Logar sah ihn eine Zeitlang schweigend an und beugte sich dann vor, um ein paar kleine Steine vom Boden aufzuheben. »Niemand entscheidet über das Schicksal eines anderen«, sagte er, aber die Worte schienen kaum für Skars Ohren gedacht zu sein. Er lehnte sich zurück, spielte einen Moment gedankenverloren mit den Steinen, die er vom Boden aufgelesen hatte, und warf sie dann, einen nach dem anderen und jeden etwas weiter, ins flache Wasser des Sees. »Ich habe Reiter hinaus in die Wüste geschickt, um nach euren Spuren zu suchen«, begann er, ohne Skar anzusehen. Er zögerte erneut, lächelte und nahm einen größeren Stein auf.

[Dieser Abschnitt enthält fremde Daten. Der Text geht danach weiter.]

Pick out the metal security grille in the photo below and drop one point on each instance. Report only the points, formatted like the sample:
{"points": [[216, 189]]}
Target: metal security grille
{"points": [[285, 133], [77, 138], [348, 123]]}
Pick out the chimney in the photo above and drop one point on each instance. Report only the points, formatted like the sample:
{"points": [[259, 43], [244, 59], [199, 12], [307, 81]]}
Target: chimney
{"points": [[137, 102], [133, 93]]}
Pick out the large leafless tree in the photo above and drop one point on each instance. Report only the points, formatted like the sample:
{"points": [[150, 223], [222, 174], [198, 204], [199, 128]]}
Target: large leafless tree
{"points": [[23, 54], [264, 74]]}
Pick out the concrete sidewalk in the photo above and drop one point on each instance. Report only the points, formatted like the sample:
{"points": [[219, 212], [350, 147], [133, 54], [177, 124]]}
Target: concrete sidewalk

Es platschte hörbar, als er ihn ins Wasser warf, und unter der spiegelnden Oberfläche des Sees schoß ein länglicher, dunkler Schatten auf und verschwand im tieferen Wasser. »Wir fanden eure Pferde. Sie waren tot. Und wir fanden auch die Gasse, die ihr euch durch den abgestorbenen Wald gehauen habt. Natürlich ist dies kein Beweis, daß du die Wahrheit sprichst. Aber ich denke, den brauchen wir auch nicht.«

»So?« machte Skar gereizt.

Logar stand auf, trat einen Schritt auf den See zu und blieb stehen, als das Wasser seine nackten Zehen umspülte. »Ihr seid frei.«

»Frei?« echote Skar verblüfft. »Was ... was heißt das?«

Logar zuckte mit den Schultern. »So frei wie wir«, erklärte er. »Ihr könnt gehen, wenn ihr wollt. Aber ihr könnt auch bleiben. So wie es im Moment aussieht, wirst du sowieso noch eine Weile abwarten müssen, bevor Del sich weit genug erholt hat. Ihr seid unsere Gäste, so lange ihr wollt. Hier in Went, in Ipcearn - das Gebiet von Cearn ist groß, und ihr werdet einen Ort finden, an dem ihr leben könnt. Wenn ihr euch entschließt zu bleiben.«

»Aber wir können auch ... weggehen?« fragte Skar mißtrauisch.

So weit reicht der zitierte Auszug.